Published: 10 September 2010



The HIV pandemic raised the potential for facultative-pathogenic mycobacterial species like, Mycobacterium kansasii, to cause disseminating disease in humans with immune deficiencies. In contrast, non-pathogenic mycobacterial species, like M. smegmatis, are not known to cause disseminating disease even in immunocompromised individuals. We hypothesized that this difference in phenotype could be explained by the strong induction of an innate immune response by the non-pathogenic mycobacterial species.


A comparison of two rapid-growing, non-pathogenic species (M. smegmatis and M. fortuitum) with two facultative-pathogenic species (M. kansasii and M. bovis BCG) demonstrated that only the non-pathogenic bacteria induced strong apoptosis in human THP-1 cells and murine bone marrow-derived macrophages (BMDM) and dendritic cells (BMDD).

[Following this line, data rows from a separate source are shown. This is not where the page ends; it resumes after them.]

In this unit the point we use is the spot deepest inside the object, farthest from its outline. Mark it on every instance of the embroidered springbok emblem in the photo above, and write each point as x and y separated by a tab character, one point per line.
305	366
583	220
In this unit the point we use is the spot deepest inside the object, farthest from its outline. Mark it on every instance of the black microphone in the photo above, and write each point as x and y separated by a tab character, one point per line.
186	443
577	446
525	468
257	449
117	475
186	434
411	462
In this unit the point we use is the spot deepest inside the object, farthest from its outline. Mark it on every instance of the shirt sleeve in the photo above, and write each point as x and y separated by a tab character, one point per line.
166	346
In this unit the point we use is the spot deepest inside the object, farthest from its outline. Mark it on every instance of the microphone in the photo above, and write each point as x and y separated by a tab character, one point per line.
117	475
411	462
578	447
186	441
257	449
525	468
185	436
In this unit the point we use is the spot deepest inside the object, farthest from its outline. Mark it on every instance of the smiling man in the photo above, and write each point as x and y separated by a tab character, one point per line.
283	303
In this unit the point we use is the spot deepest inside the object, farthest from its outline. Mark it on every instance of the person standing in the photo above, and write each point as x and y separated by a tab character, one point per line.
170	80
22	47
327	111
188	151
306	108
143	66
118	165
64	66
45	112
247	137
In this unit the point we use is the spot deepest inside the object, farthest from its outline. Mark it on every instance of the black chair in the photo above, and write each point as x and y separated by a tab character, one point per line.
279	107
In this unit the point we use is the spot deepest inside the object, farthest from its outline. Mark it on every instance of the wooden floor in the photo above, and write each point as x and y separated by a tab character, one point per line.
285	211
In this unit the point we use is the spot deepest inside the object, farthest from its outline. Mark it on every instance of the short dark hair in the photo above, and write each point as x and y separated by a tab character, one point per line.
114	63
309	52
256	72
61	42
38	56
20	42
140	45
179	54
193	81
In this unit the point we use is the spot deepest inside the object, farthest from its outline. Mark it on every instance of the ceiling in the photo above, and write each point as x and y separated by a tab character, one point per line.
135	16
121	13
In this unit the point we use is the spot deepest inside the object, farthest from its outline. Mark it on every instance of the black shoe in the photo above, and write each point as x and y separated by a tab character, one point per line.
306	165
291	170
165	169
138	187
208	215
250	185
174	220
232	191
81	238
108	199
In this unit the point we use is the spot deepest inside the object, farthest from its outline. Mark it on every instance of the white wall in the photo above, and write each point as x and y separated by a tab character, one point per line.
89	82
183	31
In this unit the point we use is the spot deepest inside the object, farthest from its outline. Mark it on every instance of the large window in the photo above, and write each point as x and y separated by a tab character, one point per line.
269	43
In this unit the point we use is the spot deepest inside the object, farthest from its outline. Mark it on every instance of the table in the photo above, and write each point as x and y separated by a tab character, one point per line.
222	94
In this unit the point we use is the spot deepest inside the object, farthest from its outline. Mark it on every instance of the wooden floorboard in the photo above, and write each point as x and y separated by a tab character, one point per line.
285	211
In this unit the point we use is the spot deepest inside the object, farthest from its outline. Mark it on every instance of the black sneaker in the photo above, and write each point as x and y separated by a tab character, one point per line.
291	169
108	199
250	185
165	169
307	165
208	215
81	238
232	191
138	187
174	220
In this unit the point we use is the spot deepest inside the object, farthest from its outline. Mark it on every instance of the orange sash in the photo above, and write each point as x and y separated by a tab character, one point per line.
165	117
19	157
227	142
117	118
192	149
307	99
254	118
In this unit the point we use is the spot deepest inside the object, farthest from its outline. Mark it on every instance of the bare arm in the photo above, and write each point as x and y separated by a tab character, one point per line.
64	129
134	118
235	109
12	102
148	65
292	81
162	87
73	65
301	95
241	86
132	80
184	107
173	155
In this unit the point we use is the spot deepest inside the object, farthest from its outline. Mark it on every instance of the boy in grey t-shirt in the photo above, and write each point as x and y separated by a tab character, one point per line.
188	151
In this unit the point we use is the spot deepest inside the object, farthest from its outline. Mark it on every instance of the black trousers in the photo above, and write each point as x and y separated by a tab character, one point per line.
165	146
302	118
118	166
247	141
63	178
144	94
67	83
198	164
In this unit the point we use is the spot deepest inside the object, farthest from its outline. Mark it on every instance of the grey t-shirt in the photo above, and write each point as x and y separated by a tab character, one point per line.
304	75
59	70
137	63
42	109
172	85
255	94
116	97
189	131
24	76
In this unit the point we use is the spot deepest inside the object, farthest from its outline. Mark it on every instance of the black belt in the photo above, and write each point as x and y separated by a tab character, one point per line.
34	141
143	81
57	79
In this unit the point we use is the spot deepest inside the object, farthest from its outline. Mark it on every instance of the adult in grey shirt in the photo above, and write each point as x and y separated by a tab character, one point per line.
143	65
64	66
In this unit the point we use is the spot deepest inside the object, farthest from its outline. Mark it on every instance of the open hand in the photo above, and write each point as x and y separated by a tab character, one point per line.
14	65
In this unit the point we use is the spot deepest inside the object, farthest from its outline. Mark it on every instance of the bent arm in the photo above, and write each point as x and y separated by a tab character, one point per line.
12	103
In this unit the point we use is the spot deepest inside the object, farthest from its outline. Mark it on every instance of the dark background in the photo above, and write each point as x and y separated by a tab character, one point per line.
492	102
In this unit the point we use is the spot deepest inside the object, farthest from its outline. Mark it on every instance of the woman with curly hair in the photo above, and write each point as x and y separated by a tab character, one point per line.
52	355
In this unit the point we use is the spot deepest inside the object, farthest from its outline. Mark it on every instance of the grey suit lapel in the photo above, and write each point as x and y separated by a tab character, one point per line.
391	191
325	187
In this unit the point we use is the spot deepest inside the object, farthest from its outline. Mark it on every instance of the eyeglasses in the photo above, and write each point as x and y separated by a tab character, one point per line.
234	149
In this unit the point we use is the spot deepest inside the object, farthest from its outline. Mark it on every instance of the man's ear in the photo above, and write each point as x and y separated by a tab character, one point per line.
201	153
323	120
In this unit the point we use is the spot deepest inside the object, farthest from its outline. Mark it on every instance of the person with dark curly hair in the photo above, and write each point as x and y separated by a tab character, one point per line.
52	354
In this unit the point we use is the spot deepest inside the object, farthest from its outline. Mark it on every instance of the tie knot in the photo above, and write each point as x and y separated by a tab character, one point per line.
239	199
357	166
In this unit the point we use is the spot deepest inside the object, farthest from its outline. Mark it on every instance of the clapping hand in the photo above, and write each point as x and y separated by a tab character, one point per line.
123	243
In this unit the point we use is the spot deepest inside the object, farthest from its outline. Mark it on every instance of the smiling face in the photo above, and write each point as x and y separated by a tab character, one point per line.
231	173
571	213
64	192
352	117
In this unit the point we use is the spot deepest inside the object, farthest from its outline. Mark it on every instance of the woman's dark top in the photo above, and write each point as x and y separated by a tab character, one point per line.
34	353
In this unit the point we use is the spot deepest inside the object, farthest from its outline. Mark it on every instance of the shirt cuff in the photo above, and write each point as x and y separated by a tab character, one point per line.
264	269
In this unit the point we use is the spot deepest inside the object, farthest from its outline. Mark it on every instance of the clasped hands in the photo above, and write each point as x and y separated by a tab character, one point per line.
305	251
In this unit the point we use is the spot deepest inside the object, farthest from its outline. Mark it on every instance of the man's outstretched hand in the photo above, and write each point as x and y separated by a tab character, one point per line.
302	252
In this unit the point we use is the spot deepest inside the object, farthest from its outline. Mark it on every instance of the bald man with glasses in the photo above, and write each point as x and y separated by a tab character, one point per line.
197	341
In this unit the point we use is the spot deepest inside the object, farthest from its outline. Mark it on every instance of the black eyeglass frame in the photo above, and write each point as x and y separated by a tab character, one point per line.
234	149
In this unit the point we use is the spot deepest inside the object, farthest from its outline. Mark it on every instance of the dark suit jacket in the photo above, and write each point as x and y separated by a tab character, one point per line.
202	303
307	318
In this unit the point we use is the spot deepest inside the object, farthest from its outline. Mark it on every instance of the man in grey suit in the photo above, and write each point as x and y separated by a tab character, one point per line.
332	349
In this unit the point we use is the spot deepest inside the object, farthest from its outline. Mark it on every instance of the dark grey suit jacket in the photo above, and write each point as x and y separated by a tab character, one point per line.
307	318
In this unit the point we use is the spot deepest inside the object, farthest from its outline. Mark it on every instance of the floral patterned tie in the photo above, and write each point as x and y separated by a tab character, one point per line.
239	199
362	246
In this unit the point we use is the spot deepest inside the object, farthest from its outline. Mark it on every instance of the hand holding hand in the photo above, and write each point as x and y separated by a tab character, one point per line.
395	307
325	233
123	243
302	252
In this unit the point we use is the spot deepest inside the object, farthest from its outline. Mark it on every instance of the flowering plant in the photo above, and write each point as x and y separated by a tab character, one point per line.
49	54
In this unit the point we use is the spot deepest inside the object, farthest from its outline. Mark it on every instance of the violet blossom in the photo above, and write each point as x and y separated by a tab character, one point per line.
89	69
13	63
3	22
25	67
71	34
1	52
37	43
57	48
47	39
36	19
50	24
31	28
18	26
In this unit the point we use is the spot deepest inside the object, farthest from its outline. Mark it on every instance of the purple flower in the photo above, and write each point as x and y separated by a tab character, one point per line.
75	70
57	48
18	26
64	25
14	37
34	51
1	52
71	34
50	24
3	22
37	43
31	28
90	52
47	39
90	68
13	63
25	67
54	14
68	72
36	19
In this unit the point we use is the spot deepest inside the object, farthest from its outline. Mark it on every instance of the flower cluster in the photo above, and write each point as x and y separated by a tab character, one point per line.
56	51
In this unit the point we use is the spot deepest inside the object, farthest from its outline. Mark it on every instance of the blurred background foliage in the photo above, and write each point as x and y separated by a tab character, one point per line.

The phospho-myo-inositol modification of lipoarabinomannan (PI-LAM) isolated from non-pathogenic species may be one of the cell wall components responsible for the pro-inflammatory activity of the whole bacteria. Indeed, PI-LAM induces high levels of apoptosis and IL-12 expression compared to the mannosyl modification of LAM isolated from facultative-pathogenic mycobacteria. The apoptosis induced by non-pathogenic M. smegmatis was dependent upon caspase-3 activation and TNF secretion. Consistently, BALB/c BMDM responded by secreting large amounts of TNF upon infection with non-pathogenic but not facultative-pathogenic mycobacteria. Interestingly, C57Bl/6 BMDM do not undergo apoptosis upon infection with non-pathogenic mycobacteria despite the fact that they still induce an increase in TNF secretion. This suggests that the host cell signaling pathways are different between these two mouse genotypes and that TNF is necessary but not sufficient to induce host cell apoptosis.


These results demonstrate a much stronger induction of the innate immune response by non-pathogenic versus facultative-pathogenic mycobacteria as measured by host cell apoptosis, IL-12 and TNF cytokine induction. These observations lend support to the hypothesis that the strong induction of the innate immune response is a major reason for the lack of pathogenicity in fast-growing mycobacteria.